Submitted: February 8, 2010.
Filed: February 16, 2010.
Appeal from the United States District Court for the District of Nebraska.
Sara Elizabeth Fullerton, U.S. Attorney's Office, Lincoln, NE, for Plaintiff-Appellee.
Chad James Wythers, Berry Law Firm, Lincoln, NE, for Defendant-Appellant.
Before LOKEN, Chief Judge, GRUENDER and BENTON, Circuit Judges.
[UNPUBLISHED]
In 2000, a jury found John Edward Mull guilty of conspiracy to distribute cocaine base. The district court determined a sentencing range of 235-293 months under the then-mandatory Guidelines and sentenced Mull to 240 months in prison. After the Sentencing Commission reduced by two levels the offense level applicable to Mull's crack cocaine offense in Amendments 706, 711, and 713 to the now-advisory Guidelines, Mull moved for a sentence reduction under 18 U.S.C. § 3582(c)(2). The district court granted a two-level reduction, resulting in an amended range of 188-235 months.

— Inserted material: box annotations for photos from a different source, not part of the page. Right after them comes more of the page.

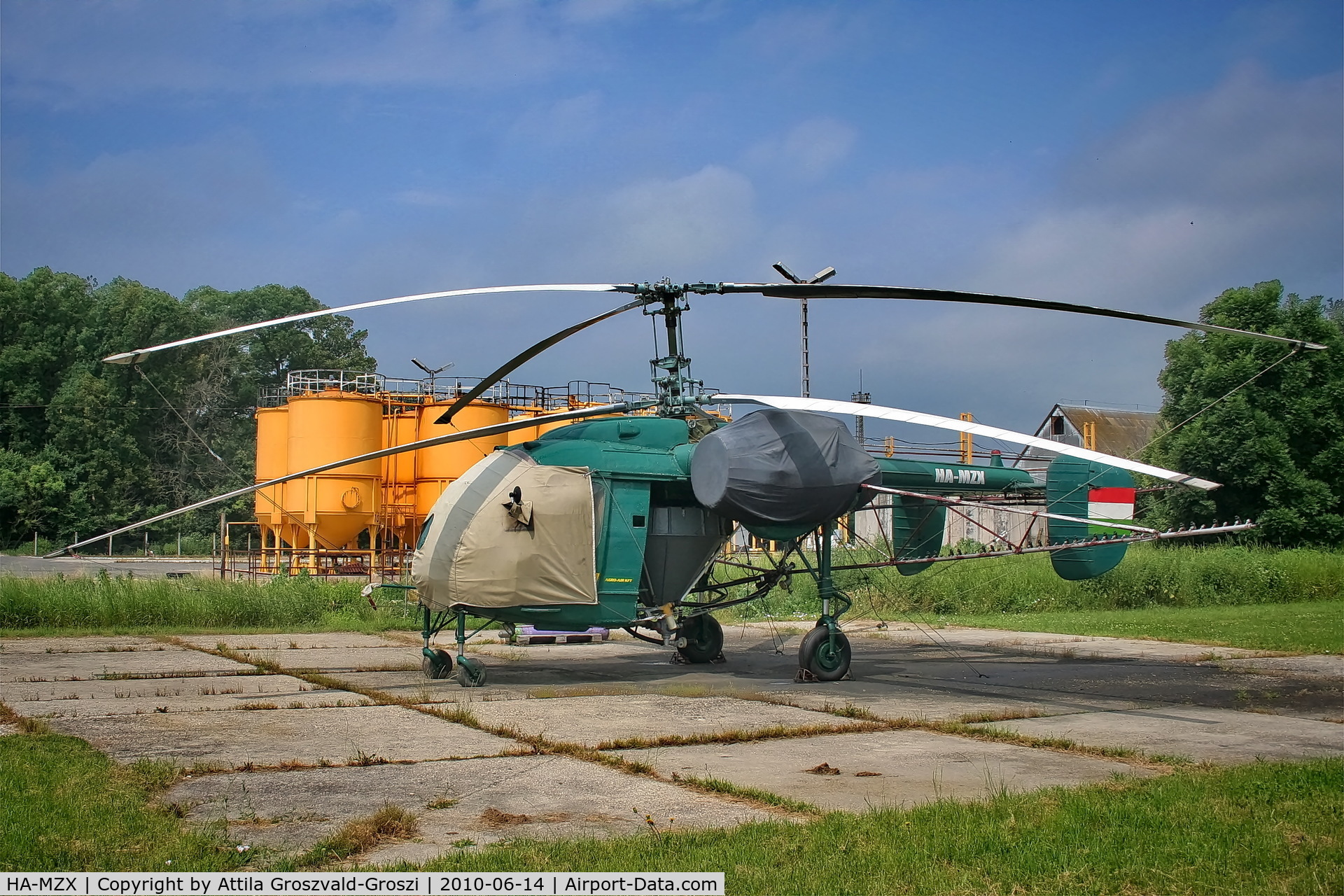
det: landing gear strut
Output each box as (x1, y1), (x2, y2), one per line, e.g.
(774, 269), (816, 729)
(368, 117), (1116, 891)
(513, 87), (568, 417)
(676, 612), (723, 662)
(421, 605), (485, 688)
(798, 520), (853, 681)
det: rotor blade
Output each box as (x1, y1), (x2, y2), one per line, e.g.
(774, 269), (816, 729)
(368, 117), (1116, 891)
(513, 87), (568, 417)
(710, 395), (1220, 491)
(102, 284), (629, 364)
(719, 284), (1326, 351)
(43, 402), (657, 559)
(434, 298), (653, 424)
(863, 482), (1157, 535)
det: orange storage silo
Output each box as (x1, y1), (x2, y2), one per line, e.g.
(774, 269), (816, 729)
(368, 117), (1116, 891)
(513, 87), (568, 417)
(415, 399), (507, 522)
(383, 407), (419, 544)
(255, 405), (289, 547)
(285, 390), (383, 548)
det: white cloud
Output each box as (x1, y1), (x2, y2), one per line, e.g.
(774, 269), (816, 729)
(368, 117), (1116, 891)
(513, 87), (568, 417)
(748, 118), (859, 180)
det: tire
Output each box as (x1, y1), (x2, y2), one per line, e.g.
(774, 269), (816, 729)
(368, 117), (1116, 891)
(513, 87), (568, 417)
(798, 626), (853, 681)
(676, 612), (723, 662)
(421, 648), (453, 678)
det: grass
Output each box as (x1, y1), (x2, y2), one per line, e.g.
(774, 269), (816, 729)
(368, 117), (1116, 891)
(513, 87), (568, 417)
(946, 601), (1344, 654)
(0, 734), (250, 872)
(295, 804), (416, 868)
(400, 759), (1344, 893)
(8, 735), (1344, 893)
(724, 544), (1344, 620)
(0, 573), (419, 636)
(0, 545), (1344, 636)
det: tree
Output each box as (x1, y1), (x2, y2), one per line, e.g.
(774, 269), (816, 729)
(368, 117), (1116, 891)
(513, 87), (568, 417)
(0, 267), (375, 544)
(1145, 281), (1344, 545)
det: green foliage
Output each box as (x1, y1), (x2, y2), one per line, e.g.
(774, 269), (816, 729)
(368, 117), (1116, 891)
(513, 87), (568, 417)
(0, 735), (250, 872)
(411, 759), (1344, 893)
(1144, 281), (1344, 545)
(0, 267), (375, 547)
(735, 545), (1344, 620)
(948, 601), (1344, 654)
(0, 575), (418, 631)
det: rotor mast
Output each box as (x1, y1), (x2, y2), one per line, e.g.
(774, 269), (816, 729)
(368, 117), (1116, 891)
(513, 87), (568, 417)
(636, 278), (718, 418)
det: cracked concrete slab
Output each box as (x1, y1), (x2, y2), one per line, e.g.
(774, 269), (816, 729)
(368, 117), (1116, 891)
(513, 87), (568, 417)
(0, 645), (255, 682)
(177, 631), (406, 650)
(164, 755), (778, 864)
(0, 636), (172, 655)
(973, 706), (1344, 763)
(50, 706), (524, 769)
(888, 626), (1265, 661)
(1218, 654), (1344, 680)
(223, 643), (421, 672)
(0, 676), (371, 716)
(446, 694), (863, 747)
(620, 729), (1152, 811)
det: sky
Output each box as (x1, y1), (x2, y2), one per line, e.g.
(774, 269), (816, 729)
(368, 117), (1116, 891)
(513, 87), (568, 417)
(0, 0), (1344, 451)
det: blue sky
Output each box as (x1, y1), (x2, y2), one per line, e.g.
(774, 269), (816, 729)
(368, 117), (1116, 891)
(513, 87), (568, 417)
(0, 0), (1344, 440)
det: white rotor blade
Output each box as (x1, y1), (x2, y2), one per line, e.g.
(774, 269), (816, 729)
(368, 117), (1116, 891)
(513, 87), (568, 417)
(102, 284), (629, 364)
(43, 402), (645, 560)
(711, 395), (1222, 491)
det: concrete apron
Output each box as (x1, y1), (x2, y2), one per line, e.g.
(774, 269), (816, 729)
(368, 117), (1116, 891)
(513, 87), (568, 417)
(0, 626), (1344, 862)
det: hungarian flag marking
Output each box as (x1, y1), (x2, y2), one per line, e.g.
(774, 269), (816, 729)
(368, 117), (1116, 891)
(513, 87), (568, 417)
(1087, 488), (1134, 535)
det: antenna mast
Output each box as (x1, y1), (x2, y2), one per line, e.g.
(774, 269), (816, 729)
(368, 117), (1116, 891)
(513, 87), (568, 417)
(774, 262), (836, 398)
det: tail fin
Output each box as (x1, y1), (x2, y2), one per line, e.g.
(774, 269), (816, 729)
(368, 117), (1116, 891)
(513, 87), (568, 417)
(891, 494), (948, 575)
(1046, 454), (1134, 582)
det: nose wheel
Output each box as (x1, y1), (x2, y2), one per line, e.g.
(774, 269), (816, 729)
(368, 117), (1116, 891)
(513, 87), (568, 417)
(421, 648), (453, 678)
(676, 612), (723, 662)
(798, 624), (853, 681)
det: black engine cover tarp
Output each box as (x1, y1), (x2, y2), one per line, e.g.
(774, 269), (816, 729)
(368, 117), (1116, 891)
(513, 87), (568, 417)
(691, 408), (882, 528)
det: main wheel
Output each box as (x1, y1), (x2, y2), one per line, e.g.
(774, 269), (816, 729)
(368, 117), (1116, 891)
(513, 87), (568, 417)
(798, 626), (852, 681)
(676, 612), (723, 662)
(457, 657), (485, 688)
(421, 648), (453, 678)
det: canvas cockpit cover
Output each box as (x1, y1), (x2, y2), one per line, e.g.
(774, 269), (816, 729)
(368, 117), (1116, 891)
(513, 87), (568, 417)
(412, 451), (596, 610)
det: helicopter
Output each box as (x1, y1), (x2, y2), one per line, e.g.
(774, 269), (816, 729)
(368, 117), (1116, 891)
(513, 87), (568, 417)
(65, 265), (1325, 687)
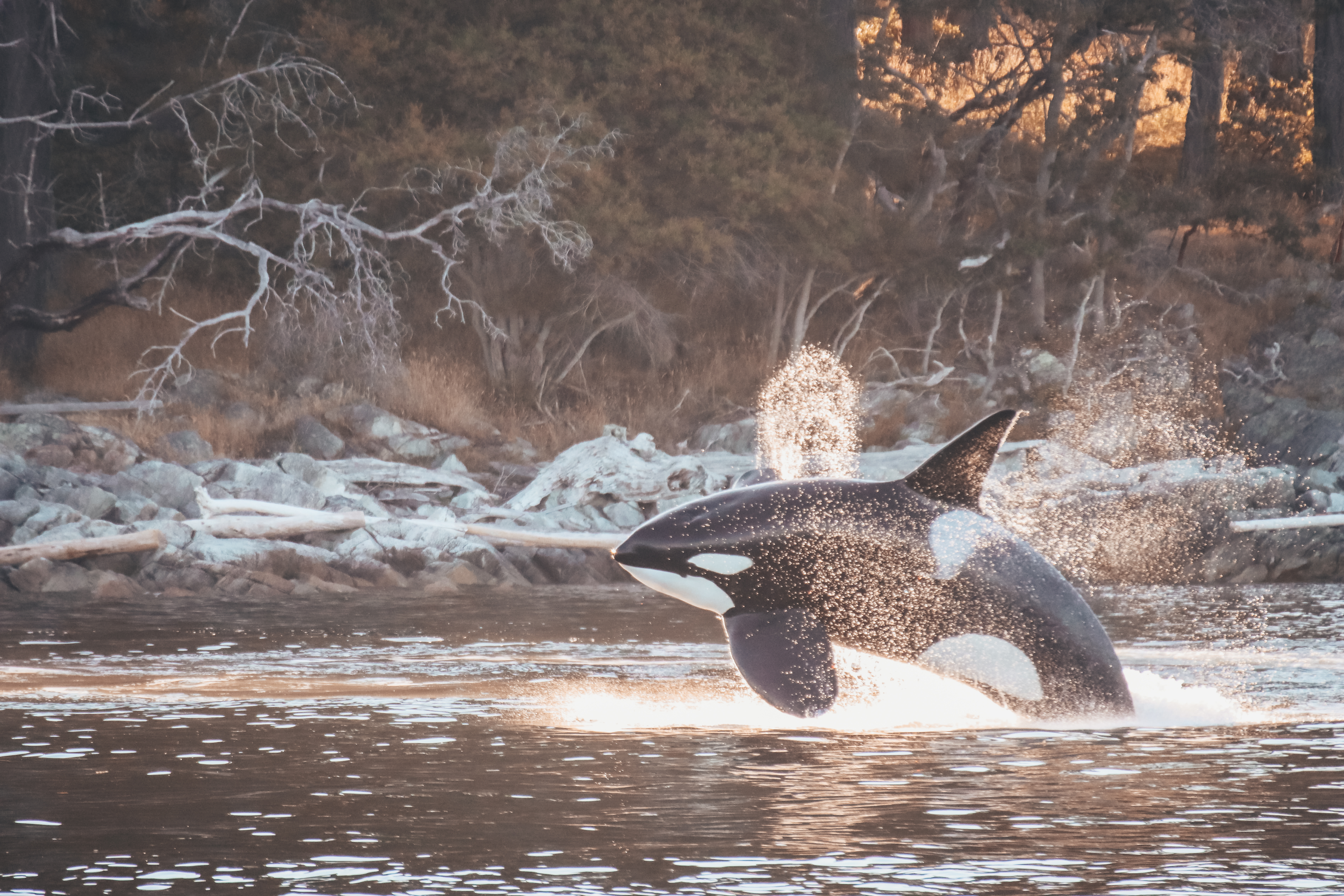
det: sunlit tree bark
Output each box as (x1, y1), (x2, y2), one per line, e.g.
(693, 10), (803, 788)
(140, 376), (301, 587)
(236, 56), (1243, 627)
(1177, 0), (1223, 184)
(1312, 0), (1344, 200)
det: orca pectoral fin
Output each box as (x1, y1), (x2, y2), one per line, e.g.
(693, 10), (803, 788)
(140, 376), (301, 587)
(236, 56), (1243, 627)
(723, 607), (837, 717)
(902, 411), (1022, 513)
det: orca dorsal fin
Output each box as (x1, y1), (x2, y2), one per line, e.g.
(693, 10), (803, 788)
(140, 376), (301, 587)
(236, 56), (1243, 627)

The court sentenced Mull to 192 months in prison, explaining that it would have imposed this sentence if "the amended guideline range were in effect at the time of [Mull's] original sentencing" because both 240 months, the original sentence, and 192 months were approximately two percent higher than the low end of the applicable range.
The HONORABLE WARREN K. URBOM, United States District Judge for the District of Nebraska.

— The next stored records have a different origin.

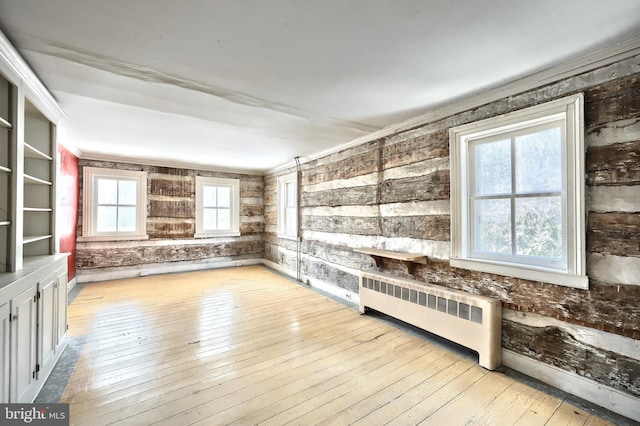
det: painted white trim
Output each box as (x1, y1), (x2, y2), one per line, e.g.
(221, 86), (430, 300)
(0, 32), (65, 124)
(67, 277), (78, 293)
(265, 37), (640, 175)
(78, 151), (265, 176)
(276, 172), (300, 240)
(77, 166), (148, 241)
(502, 349), (640, 421)
(449, 93), (589, 289)
(77, 258), (262, 284)
(193, 176), (240, 238)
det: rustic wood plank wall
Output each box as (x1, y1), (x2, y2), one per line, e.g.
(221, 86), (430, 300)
(264, 56), (640, 397)
(77, 160), (264, 277)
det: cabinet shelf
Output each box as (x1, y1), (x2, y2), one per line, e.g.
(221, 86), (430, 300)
(22, 207), (53, 212)
(24, 173), (53, 186)
(22, 235), (51, 244)
(24, 142), (53, 161)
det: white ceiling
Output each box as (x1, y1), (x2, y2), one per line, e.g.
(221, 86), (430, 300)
(0, 0), (640, 172)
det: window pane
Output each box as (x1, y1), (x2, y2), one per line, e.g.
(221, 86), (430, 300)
(96, 206), (118, 232)
(516, 127), (562, 193)
(218, 209), (231, 229)
(202, 209), (218, 230)
(202, 186), (216, 207)
(118, 180), (138, 206)
(285, 182), (296, 207)
(474, 200), (511, 254)
(516, 197), (564, 259)
(97, 178), (118, 204)
(473, 139), (511, 195)
(218, 186), (231, 207)
(118, 207), (136, 232)
(284, 208), (298, 235)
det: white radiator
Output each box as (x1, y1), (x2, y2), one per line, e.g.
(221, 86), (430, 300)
(360, 271), (502, 370)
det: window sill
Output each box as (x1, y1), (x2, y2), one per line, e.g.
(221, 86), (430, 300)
(76, 235), (149, 243)
(450, 258), (589, 290)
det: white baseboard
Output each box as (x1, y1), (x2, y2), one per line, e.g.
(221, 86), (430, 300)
(67, 277), (78, 293)
(77, 259), (262, 284)
(502, 349), (640, 421)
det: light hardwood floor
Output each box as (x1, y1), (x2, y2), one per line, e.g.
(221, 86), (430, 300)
(61, 266), (609, 426)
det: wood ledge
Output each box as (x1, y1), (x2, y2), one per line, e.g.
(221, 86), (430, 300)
(353, 247), (427, 275)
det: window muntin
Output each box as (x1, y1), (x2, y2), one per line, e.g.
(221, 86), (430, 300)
(450, 94), (588, 288)
(278, 173), (298, 239)
(195, 176), (240, 237)
(83, 167), (147, 240)
(468, 120), (567, 270)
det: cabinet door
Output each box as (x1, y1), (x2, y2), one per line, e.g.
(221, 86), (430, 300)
(0, 303), (11, 404)
(10, 285), (38, 402)
(36, 275), (58, 378)
(56, 266), (68, 350)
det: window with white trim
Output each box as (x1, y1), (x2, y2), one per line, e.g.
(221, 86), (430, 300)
(82, 167), (148, 240)
(278, 172), (298, 239)
(195, 176), (240, 238)
(450, 94), (588, 289)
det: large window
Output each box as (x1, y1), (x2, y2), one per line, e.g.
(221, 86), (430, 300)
(82, 167), (147, 239)
(451, 95), (588, 288)
(278, 173), (298, 239)
(195, 176), (240, 238)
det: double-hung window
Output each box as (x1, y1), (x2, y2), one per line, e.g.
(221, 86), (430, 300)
(278, 173), (298, 239)
(195, 176), (240, 238)
(450, 91), (588, 288)
(82, 167), (147, 239)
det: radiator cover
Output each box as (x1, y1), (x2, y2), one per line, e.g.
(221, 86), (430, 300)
(360, 271), (502, 370)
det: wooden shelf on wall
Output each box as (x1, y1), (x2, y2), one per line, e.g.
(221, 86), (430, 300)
(353, 247), (427, 274)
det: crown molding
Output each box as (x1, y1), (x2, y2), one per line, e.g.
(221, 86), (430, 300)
(79, 152), (265, 176)
(265, 37), (640, 175)
(0, 32), (65, 124)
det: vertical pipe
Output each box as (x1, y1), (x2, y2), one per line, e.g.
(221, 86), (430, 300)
(294, 157), (302, 281)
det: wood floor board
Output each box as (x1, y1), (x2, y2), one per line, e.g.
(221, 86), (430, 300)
(61, 266), (608, 426)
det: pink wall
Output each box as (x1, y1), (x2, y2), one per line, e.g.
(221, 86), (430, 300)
(56, 145), (80, 281)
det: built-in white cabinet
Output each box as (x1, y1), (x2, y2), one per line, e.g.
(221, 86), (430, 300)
(0, 255), (67, 403)
(0, 33), (67, 403)
(9, 285), (38, 402)
(0, 303), (11, 402)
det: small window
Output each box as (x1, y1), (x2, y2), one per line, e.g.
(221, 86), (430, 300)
(278, 173), (298, 239)
(195, 176), (240, 238)
(450, 95), (588, 288)
(82, 167), (147, 240)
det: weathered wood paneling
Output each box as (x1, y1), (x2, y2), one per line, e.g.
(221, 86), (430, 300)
(380, 170), (450, 204)
(502, 320), (640, 397)
(382, 216), (451, 241)
(265, 56), (640, 406)
(77, 160), (265, 273)
(301, 185), (378, 207)
(586, 141), (640, 185)
(77, 241), (264, 269)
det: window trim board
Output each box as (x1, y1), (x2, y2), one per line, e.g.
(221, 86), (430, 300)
(449, 93), (589, 289)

Mull appeals, arguing the district court abused its discretion by failing to reduce his sentence below the amended guidelines range, by calculating the reduced sentence using a mathematical formula, and by not granting an evidentiary hearing. These arguments are foreclosed by our decision in United States v. Starks, 551 F.3d 839, 842 (8th Cir.), cert. denied, ___ U.S. ___, 129 S.Ct. 2746, 174 L.Ed.2d 257 (2009), that "neither the Sixth Amendment nor [ United States v. Booker, 543 U.S. 220, 125 S.Ct. 738, 160 L.Ed.2d 621 (2005),] prevents Congress from incorporating a guideline provision as a means of defining and limiting a district court's authority to reduce a sentence under § 3582(c)." Mull argues that Starks was incorrectly decided, but as a panel we may not reconsider it.

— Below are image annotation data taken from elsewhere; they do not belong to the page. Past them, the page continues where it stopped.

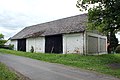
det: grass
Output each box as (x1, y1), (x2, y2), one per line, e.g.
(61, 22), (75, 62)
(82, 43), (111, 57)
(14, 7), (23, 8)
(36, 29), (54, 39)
(0, 63), (19, 80)
(0, 49), (120, 78)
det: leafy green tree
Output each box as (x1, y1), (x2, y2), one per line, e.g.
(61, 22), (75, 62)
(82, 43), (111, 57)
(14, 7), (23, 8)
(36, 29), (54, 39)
(76, 0), (120, 53)
(0, 34), (6, 47)
(0, 34), (4, 40)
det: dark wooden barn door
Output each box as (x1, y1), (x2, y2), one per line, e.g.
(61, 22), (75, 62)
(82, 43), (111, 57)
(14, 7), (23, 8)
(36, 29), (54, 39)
(18, 39), (26, 51)
(45, 35), (63, 53)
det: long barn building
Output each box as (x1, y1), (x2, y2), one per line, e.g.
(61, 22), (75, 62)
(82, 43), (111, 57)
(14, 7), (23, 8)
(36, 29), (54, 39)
(11, 14), (107, 54)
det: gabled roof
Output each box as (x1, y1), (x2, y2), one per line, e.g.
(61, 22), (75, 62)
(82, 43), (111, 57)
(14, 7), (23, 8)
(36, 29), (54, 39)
(11, 14), (87, 39)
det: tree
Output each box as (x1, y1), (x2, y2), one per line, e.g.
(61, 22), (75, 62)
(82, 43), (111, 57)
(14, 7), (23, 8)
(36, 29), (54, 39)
(76, 0), (120, 53)
(0, 34), (4, 40)
(0, 34), (6, 47)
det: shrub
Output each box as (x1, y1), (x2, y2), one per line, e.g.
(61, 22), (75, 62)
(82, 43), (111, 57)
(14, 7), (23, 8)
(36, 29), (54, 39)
(115, 45), (120, 53)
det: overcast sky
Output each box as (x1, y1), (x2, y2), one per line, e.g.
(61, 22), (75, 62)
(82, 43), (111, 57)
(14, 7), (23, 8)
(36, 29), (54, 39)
(0, 0), (119, 42)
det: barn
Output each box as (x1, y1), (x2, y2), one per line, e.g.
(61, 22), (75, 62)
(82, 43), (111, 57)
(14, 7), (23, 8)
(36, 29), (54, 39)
(11, 14), (107, 54)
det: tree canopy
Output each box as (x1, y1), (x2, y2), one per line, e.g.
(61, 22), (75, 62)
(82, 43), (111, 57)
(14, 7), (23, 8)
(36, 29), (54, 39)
(0, 33), (4, 40)
(76, 0), (120, 53)
(0, 34), (6, 47)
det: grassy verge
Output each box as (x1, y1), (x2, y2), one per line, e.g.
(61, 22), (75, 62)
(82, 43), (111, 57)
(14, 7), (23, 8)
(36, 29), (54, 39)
(0, 63), (19, 80)
(0, 49), (120, 78)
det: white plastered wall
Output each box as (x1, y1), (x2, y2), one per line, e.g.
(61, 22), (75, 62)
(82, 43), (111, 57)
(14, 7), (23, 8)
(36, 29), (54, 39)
(26, 37), (45, 53)
(10, 40), (17, 50)
(86, 32), (107, 54)
(63, 33), (84, 54)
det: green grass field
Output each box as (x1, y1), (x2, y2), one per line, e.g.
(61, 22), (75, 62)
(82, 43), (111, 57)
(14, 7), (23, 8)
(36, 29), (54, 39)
(0, 63), (19, 80)
(0, 49), (120, 78)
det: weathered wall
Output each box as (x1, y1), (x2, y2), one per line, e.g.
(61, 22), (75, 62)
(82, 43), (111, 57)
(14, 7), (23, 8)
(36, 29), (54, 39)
(86, 32), (107, 54)
(26, 37), (45, 53)
(63, 33), (84, 54)
(10, 40), (17, 50)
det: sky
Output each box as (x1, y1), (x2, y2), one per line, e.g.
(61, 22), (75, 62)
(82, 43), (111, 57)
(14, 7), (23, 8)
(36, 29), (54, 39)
(0, 0), (120, 42)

We note that nearly every other circuit agrees with our decision in Starks. See, e.g., United States v. Dillon, 572 F.3d 146, 148-50 (3d Cir.), cert. granted, ___ U.S. ___, 130 S.Ct. 797, ___ L.Ed.2d ___ (2009).
The district court correctly applied 18 U.S.C. § 3582(c) and U.S.S.G. § 1B1.10(b)(2)(A) as construed in Starks, 551 F.3d at 841-43, and in United States v. Hasan, 245 F.3d 682, 685-87 (8th Cir. 2001) (en banc), cert. denied, 534 U.S. 905, 122 S.Ct. 238, 151 L.Ed.2d 172 (2001). The district court did not simply apply a mathematical formula. It properly determined what sentence it would have imposed had the amended guidelines range applied at the time of the original sentencing. An evidentiary hearing is not needed to make this determination. To the extent Mull argues that the district court did not adequately consider the factors in 18 U.S.C. § 3553(a) in determining the extent of his reduction within the amended guidelines range, this argument is foreclosed by United States v. Clark, 563 F.3d 722, 724 (8th Cir. 2009). As in Clark, the district court considered the § 3553(a) factors at Mull's original sentencing and noted that it gave an amended sentence that was proportional to the original sentence.
The district court order dated June 24, 2009, 2009 WL 1813634, is affirmed.